Sur le plan de la structure, le style de l'autrice est parfait. Elevé, parfois léger, parfois capable de faire peser la tension et l'inquiétude, très bien articulé, les champs lexicaux sont recherchés et puissants, et les dialogues sont fins et bien articulés. Le roman se lit vite, et le "A suivre" final tombe comme un couperet (et fera lâcher un "noooooooooonnnnn" desespéré au lecteur, c'est garanti). Le rythme alterne entre contemplation et action, et on ne s'ennuie pas une seule seconde. 

En filigrane, Elisa construit aussi un rapport conflictuel à la nostalgie, l'enfance et à Benjamin, cet ami si proche qui est devenu si distant, et dont l'histoire teintée de tragédie se révèle à Luna petit à petit, quitte à la pousser dans ses retranchements. Elle est sans cesse obligée de marcher sur des oeufs quand elle est proche du jeune homme, et elle doit faire le tri entre ses souvenirs d'enfance qu'elle a probablement idéalisés et la réalité, et surtout, il y a au coeur de sa quête de sens la question quant à ce qui a forcé ses parents à quitter brusquement l'Iowa du jour au lendemain sans se retourner. Au coeur d'une pelote de noeuds et de questionnements, Luna doit trouver d'elle-même les différentes vérités et les réalités de situations qui sont parfois bien plus noires qu'elle ne peut le concevoir. Confrontée à cette situation inconfortable, elle doit en plus tenter de remettre sa propre histoire sur les rails, qui sont d'abord entièrement tournés vers New York, puis, progressivement, le sont de moins en moins au fur et à mesure que se désagrègent ses points de repères. 

Luna est un personnage assez inspirant. Elle brille par son intelligence, mais aussi par sa résilience, son sens des responsabilités, et une détermination hors du commun, sans jamais écraser qui que ce soit, preuve que les personnages féminins forts et iconiques n'ont pas besoin de méchanceté pour appuyer leurs choix et leurs émotions. Que dire, sinon que cela fait du bien. 

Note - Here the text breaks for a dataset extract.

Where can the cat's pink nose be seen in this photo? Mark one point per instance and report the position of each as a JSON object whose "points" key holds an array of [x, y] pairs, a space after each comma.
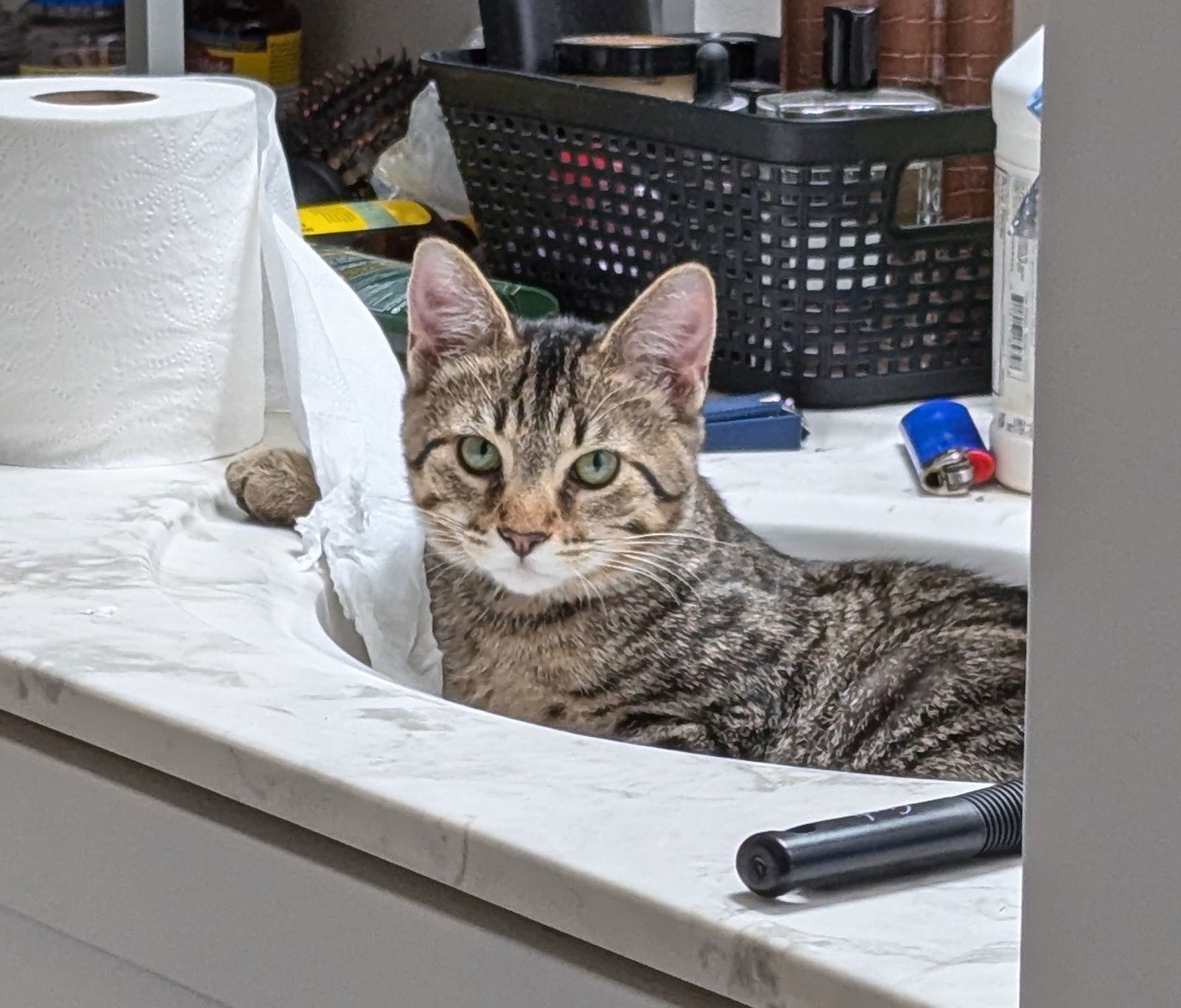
{"points": [[523, 543]]}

Enfin, Elisa transforme ce roman en un "coming of age", ou plutôt, un "coming of second age". La vie de Luna était toute tracée, mais, assez vite, les épreuves qu'elle va rencontrer et sa façon des les envisager permet de se demander si cette voie était tout à fait la sienne, ou si, d'une certaine façon, elle aussi avait subi l'influence de ses parents. Elle était destinée à faire le même métier que son père-comme les agriculteurs-et à être parfaitement intégrée dans la grosse Pomme-comme les garçons qui sont intégrés en Iowa-et surtout, elle n'a pas son mot à dire quand les choses s'effondrent, et on ne lui laisse pas le choix de tenter quelque chose pour rester. Il y a une vraie mise en abîme de l'influence de l'environnement sur la façon de construire sa vie. Tous ces éléments profonds et qui servent à une réflexion générale sont introduits avec subtilité et délicatesse. 

Il y aurait tant à dire encore, mais pour résumer, voici un roman singulier, intense, prenant, intelligent et qui laisse une sérieuse envie de "reviens-y". A ne pas louper.